Defines the parameters of a Genstat procedure with information to allow them to be checked when the procedure is executed.

 

No options

 

Parameters

NAME = texts Names of the parameters

MODE = strings Mode of each parameter (e, f, p, t, v, as for unnamed structures); default p

NVALUES = scalars or variates Specifies allowed numbers of values

VALUES = variates or texts Defines the allowed values for a structure of type variate or text

DEFAULT = identifiers Default values for each parameter

SET = strings Indicates whether or not each parameter must be set (yes, no); default no

DECLARED = strings Indicates whether or not the setting of each parameter must have been declared (yes, no); default no

TYPE = texts Text for each option, whose values indicate the types allowed (ASAVE, datamatrix {i.e. pointer to variates of equal lengths as required in multivariate analysis}, diagonalmatrix, dummy, expression, factor, formula, LRV, matrix, pointer, RSAVE, scalar, SSPM, symmetricmatrix, table, text, TSAVE, TSM, variate); default * meaning no limitation

COMPATIBLE = texts Defines aspects to check for compatibility with the first parameter of the directive or procedure (nvalues, nlevels, nrows, ncolumns, type, levels, labels {of factors or pointers}, mode, rows, columns, classification, margins, associatedidentifier, suffixes {of pointers}, restriction)
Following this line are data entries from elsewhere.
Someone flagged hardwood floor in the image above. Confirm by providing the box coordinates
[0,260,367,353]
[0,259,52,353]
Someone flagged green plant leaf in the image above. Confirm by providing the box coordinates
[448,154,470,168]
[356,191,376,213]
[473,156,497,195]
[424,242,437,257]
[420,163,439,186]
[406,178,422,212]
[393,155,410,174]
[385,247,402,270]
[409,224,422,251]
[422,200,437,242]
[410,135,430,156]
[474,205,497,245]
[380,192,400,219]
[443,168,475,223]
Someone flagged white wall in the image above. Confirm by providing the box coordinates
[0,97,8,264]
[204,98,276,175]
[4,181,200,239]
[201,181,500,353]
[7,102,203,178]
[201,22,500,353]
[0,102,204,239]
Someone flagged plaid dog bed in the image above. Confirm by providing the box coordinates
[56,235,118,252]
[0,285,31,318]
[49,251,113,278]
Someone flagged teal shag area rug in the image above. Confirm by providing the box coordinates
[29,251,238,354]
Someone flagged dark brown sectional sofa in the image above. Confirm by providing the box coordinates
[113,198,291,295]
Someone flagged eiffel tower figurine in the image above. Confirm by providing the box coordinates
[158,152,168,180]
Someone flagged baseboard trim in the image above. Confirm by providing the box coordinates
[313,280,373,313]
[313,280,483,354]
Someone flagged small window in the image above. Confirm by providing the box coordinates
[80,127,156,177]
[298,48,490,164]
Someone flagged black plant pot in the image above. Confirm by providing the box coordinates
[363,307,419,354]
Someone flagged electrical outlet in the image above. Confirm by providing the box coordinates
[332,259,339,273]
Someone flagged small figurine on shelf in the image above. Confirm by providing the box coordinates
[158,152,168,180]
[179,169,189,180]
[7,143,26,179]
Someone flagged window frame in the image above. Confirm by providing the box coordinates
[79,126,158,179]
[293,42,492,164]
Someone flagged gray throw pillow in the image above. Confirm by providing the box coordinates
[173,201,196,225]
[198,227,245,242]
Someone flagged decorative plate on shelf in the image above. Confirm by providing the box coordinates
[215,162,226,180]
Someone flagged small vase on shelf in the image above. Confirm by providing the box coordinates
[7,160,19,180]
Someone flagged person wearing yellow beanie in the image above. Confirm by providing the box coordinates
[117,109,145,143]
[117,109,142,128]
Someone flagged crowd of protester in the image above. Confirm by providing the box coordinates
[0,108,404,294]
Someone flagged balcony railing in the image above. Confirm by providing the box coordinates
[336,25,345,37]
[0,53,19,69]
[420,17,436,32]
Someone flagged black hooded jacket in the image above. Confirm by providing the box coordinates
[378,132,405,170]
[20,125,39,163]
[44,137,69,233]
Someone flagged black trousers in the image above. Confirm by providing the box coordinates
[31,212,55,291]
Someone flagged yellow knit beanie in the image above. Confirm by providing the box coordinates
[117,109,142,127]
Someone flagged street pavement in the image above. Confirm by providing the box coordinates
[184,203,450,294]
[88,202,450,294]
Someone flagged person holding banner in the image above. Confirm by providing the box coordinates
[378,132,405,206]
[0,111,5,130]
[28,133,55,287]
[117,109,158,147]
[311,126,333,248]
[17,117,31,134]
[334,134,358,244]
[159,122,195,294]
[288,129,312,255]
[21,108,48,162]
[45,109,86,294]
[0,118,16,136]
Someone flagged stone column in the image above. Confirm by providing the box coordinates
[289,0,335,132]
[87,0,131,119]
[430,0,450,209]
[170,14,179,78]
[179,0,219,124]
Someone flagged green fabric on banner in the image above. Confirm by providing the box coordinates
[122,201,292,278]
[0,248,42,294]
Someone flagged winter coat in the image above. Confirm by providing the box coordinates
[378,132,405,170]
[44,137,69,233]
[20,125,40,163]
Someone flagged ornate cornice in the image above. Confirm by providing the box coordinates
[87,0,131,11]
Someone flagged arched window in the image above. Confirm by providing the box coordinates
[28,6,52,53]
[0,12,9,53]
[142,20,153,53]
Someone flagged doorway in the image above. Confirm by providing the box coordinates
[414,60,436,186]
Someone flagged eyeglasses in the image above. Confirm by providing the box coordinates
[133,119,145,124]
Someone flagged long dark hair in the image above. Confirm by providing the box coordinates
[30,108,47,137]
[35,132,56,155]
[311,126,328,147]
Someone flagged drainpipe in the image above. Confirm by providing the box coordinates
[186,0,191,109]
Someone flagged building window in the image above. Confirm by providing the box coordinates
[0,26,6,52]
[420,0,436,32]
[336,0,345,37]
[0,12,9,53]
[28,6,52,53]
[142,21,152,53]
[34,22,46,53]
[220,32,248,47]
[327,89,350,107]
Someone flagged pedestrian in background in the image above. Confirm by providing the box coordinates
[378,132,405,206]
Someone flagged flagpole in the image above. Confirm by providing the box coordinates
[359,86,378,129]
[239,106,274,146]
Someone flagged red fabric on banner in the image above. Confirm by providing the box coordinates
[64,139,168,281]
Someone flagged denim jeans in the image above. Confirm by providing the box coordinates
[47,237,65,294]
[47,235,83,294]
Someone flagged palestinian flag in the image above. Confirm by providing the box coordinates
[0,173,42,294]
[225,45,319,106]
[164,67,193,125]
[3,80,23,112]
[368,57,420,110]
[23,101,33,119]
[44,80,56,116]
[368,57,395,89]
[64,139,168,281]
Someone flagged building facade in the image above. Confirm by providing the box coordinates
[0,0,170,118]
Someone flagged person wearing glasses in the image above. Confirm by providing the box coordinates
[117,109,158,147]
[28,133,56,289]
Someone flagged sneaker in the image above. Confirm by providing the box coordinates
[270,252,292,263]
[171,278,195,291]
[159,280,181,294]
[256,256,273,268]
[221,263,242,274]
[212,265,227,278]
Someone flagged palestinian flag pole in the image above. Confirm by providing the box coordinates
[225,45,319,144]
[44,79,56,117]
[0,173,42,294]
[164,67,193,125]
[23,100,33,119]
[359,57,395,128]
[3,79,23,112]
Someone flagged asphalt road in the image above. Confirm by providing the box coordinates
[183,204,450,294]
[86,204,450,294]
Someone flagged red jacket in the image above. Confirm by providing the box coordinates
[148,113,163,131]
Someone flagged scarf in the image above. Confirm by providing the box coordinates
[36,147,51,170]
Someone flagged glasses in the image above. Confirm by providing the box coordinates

PRESENT = strings Indicates whether or not each structure must have values (yes, no); default no

 

Description

The PARAMETER directive is used at the start of the definition of a Genstat procedure (initiated by the PROCEDURE directive) to define the parameters of the procedure. The NAMES parameter defines the names of the parameters. Each name also defines the identifier of a data structure that will be used, within the procedure itself, to refer to the information transmitted by the relevant parameter. When you use the procedure, you have the choice of typing each name in capital letters, or in small letters, or in any mixture of the two; this corresponds to the rules for the names of options and parameters of directives. However, to avoid ambiguity, Genstat automatically converts the corresponding identifiers so that they are all in capital letters, and it is in this form that you must use them in the statements within the procedure. The data structures within the procedure are either all dummies or all pointers, according to the setting of the PARAMETER option of the PROCEDURE directive. If they are pointers, they store all the settings, and the procedure is called only once; if they are dummies, the procedure is called once for every item in the lists.

The other parameters of PARAMETER allow the settings that are supplied, when the procedure is called, to be checked automatically. The MODE parameter tells Genstat whether the setting of each parameter is to be a number (v), or an identifier of a data structure (p), or a string (t), or an expression (e), or a formula (f). These codes are exactly the same as those that indicate the mode of the values to appear within the brackets containing an unnamed structure. The NVALUES parameter indicates how many values the structures that are supplied for a parameter of mode p may contain. The VALUES parameter can be used with modes t and v to specify an allowed set of values against which those supplied for the parameter will be checked. The DEFAULT parameter specifies default values to be used if the parameter is not set, and the SET parameter indicates whether or not a parameter must be set. The DECLARED parameter specifies whether or not the structures to which options or parameters of mode p are set must already have been declared. The TYPE parameter can be used to specify a text to indicate the allowed types of the structures to which an option or parameter of mode p is set. Finally, the PRESENT parameter allows you to indicate that the structure to which an option or parameter is set must have values.

 

PASS directive

Does work specified in subprograms supplied by the user, but not linked into Genstat. This directive may not be available on some computers.

 

Option

NAME = text Filename of external executable program; default 'GNPASS'

 

Parameter

pointers Structures whose values are to be passed to the external program, and returned

 

Description

On some computers, you can arrange that one program, such as Genstat, calls for another to be executed, passing information directly between the two. You can then cause Genstat to execute your own subprograms without having to modify Genstat in any way. This is done by the PASS directive.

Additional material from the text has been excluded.